2015 must be the Year of the Defence Review


With 2015 now into its third week, South Africa should be back at work and work for the Defence Ministry in the early part of the year should focus exclusively on the Defence Review with the budget allocation for defence not too far behind.

The Defence Review was completed, under instruction from then Defence and Military Veterans Minister Lindiwe Sisulu, in time for tabling in Parliament in 2012. A Cabinet reshuffle saw her moved and replaced by Nosiviwe Mapisa-Nqakula, previously Correctional Services Minister. New Ministers are given some time to fit into their new portfolios and so it was with her but when she last year renamed the Defence Review as the 2014 edition in an apparent effort to make it more contemporary rather than two years old, eyebrows were raised.

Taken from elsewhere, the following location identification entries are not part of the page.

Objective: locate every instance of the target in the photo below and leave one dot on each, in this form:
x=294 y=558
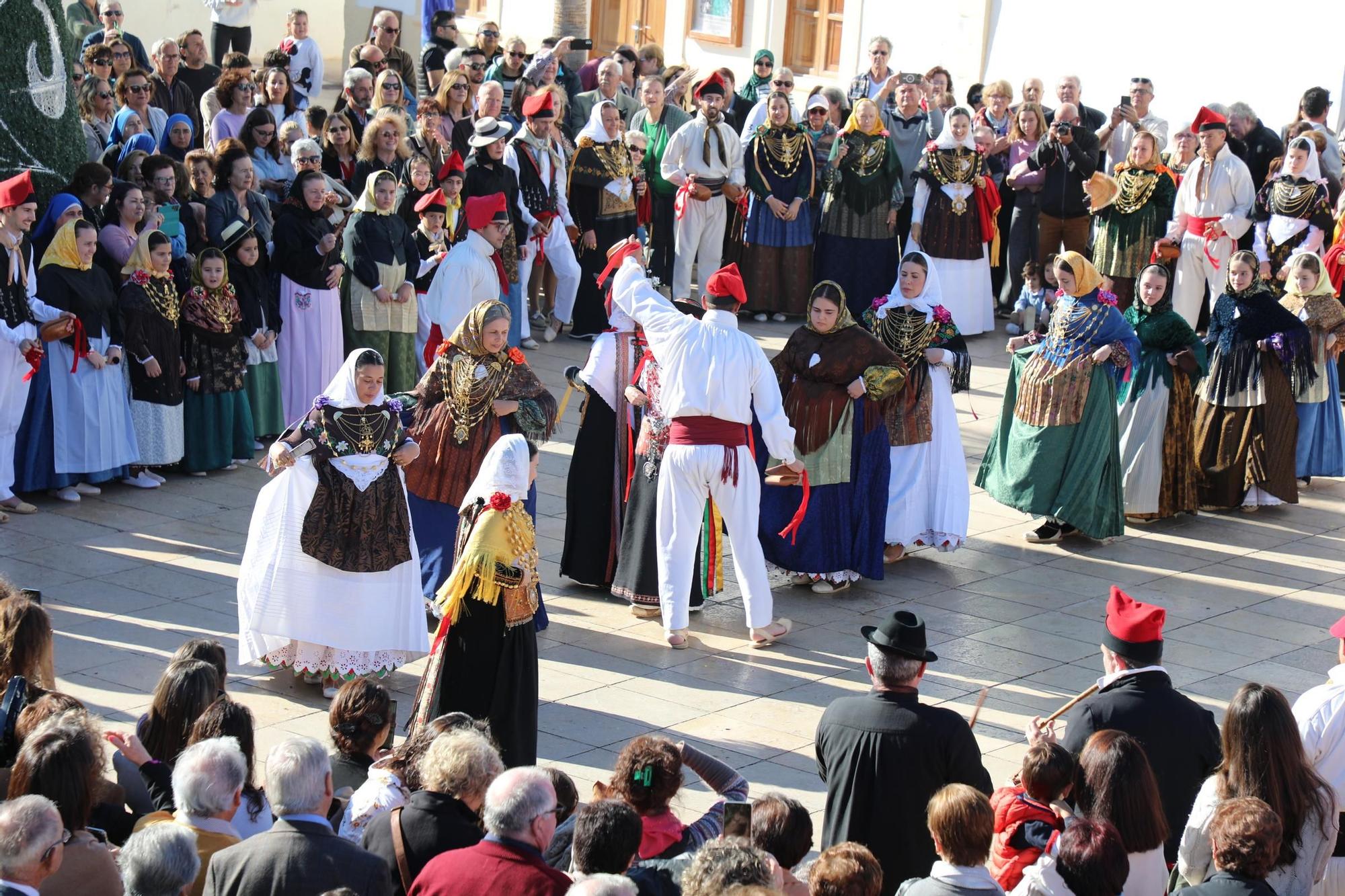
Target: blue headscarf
x=142 y=142
x=119 y=122
x=166 y=147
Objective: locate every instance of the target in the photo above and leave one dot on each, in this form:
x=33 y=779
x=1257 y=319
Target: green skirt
x=263 y=386
x=1069 y=473
x=219 y=430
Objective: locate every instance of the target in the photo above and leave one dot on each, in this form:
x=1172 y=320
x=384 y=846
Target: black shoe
x=1047 y=533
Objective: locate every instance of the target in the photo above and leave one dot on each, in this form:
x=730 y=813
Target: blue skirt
x=1321 y=434
x=844 y=526
x=34 y=456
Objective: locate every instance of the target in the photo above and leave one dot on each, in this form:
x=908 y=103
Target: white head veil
x=594 y=130
x=946 y=139
x=505 y=469
x=342 y=392
x=929 y=298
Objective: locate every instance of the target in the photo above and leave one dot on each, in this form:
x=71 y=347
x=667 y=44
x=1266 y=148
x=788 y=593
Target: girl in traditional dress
x=150 y=317
x=1156 y=405
x=833 y=374
x=77 y=428
x=329 y=579
x=1056 y=448
x=1129 y=227
x=485 y=655
x=1321 y=427
x=381 y=264
x=929 y=498
x=217 y=415
x=601 y=467
x=953 y=218
x=1293 y=213
x=857 y=247
x=779 y=235
x=310 y=302
x=260 y=306
x=1246 y=423
x=602 y=201
x=477 y=391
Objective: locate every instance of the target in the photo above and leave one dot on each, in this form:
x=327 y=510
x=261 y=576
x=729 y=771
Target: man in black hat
x=883 y=755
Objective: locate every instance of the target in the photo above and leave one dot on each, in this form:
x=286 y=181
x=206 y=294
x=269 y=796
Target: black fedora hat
x=902 y=633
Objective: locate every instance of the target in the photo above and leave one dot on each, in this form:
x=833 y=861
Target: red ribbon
x=792 y=532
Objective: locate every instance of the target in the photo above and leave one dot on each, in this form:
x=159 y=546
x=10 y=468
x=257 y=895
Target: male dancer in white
x=705 y=161
x=714 y=376
x=1214 y=210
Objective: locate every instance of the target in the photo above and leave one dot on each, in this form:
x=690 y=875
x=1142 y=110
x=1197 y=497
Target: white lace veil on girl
x=505 y=470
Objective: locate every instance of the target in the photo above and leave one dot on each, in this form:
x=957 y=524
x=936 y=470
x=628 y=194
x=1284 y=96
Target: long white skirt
x=1143 y=423
x=301 y=612
x=929 y=495
x=966 y=292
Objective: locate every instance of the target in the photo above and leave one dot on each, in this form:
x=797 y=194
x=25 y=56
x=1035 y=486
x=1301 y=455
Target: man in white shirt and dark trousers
x=705 y=161
x=1321 y=723
x=714 y=377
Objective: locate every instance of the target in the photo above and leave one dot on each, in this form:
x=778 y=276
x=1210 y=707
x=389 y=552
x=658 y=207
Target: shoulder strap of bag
x=404 y=869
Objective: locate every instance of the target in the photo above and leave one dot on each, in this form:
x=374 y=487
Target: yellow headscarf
x=63 y=252
x=852 y=124
x=1086 y=276
x=369 y=200
x=141 y=259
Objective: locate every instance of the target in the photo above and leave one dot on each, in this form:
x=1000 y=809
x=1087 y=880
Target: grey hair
x=301 y=147
x=208 y=776
x=29 y=825
x=356 y=76
x=722 y=864
x=516 y=798
x=297 y=776
x=892 y=669
x=461 y=763
x=159 y=860
x=603 y=885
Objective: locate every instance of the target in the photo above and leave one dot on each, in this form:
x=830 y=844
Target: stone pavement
x=131 y=575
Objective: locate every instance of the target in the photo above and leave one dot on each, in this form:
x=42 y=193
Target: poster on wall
x=716 y=21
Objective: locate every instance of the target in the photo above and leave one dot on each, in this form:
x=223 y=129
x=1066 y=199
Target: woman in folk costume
x=603 y=204
x=833 y=377
x=328 y=585
x=1321 y=427
x=1246 y=421
x=1136 y=218
x=637 y=576
x=484 y=661
x=1293 y=213
x=605 y=452
x=381 y=264
x=1157 y=404
x=953 y=218
x=779 y=169
x=1055 y=452
x=151 y=315
x=216 y=412
x=260 y=306
x=77 y=428
x=857 y=245
x=477 y=391
x=310 y=268
x=929 y=498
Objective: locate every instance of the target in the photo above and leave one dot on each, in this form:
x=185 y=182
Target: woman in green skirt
x=380 y=291
x=217 y=417
x=1056 y=450
x=260 y=306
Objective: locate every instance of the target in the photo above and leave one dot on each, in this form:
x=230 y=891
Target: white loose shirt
x=708 y=368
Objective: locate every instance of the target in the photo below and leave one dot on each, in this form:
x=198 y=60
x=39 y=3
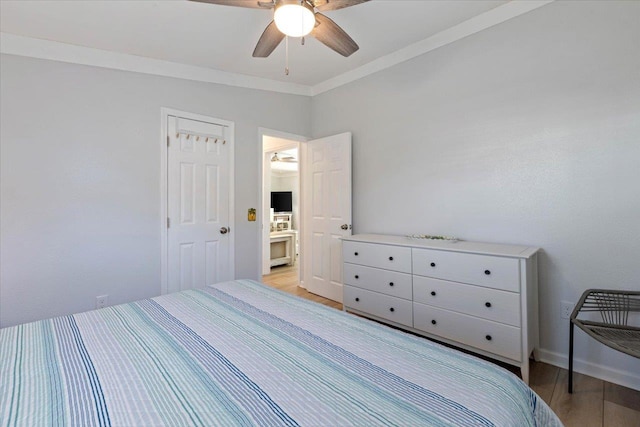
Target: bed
x=241 y=353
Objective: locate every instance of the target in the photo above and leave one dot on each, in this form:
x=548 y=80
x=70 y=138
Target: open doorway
x=281 y=206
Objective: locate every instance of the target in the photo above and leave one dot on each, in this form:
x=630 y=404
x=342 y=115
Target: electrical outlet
x=565 y=309
x=102 y=301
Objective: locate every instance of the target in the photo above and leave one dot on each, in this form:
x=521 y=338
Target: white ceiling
x=223 y=37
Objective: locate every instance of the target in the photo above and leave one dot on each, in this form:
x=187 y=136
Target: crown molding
x=45 y=49
x=471 y=26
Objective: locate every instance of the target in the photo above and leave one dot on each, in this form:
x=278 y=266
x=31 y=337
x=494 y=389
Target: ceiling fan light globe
x=294 y=20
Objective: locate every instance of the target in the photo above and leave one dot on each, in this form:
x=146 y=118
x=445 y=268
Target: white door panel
x=198 y=168
x=328 y=213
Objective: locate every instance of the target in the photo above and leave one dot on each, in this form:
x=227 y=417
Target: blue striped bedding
x=240 y=353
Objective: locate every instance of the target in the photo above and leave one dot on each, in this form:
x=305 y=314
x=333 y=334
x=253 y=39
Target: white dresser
x=482 y=297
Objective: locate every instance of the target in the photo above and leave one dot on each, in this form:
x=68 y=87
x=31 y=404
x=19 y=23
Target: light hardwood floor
x=594 y=402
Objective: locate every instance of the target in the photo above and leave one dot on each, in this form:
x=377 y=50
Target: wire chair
x=613 y=331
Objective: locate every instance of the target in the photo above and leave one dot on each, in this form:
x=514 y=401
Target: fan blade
x=269 y=40
x=325 y=5
x=334 y=37
x=254 y=4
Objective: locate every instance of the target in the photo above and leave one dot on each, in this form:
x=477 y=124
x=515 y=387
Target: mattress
x=241 y=353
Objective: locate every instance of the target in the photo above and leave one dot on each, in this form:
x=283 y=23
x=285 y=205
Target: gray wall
x=80 y=179
x=526 y=133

The close to 500 page document prepared by Roelf Meyer and his Defence Review committee has been languishing in the bureaucratic wilderness of Parliament with only token mentions from the Defence and Military Veterans Portfolio Committee up to now.

Given the sorry state Meyer’s men and women have pointed out exists in the SA National Defence Force (SANDF) surely the Minister and her advisors should have ensured it was front of mind not only at the Defence Ministry, but also among the rank and file of Parliament. After all, if people do not know about what is wrong – or right – in the national military machine how can they put their minds to eliminating the wrongs and adding to the rights?

As with by far the majority of issues facing the ruling party in the year South Africa reaches adulthood, money is one of the biggest hurdles to be overcome if the SANDF is to look anything like the defence force envisaged by the Defence Review Committee.

This means the bean counters in the Ministry must surely by now have done a lot of head scratching and number crunching to present a set of numbers for final consideration. This will ensure the Minister gives National Treasury a set of figures that not only show financial discipline (which Minister Nhlanhla Nene should appreciat) but also allow the force to train and deploy properly, pay its people adequately and make provision for the acquisition of new equipment.

Not an easy task, but one which has to be done competently and correctly if the SANDF is to fully live up expectations of protecting South Africa’s sovereignty, helping its people and being a working part of the country’s foreign policy machinery.
“Defence in a democracy” and “the pride of the nation” are just slogans unless backed by deeds. It’s a new year and an opportunity Mapisa-Nqakula shouldn’t miss.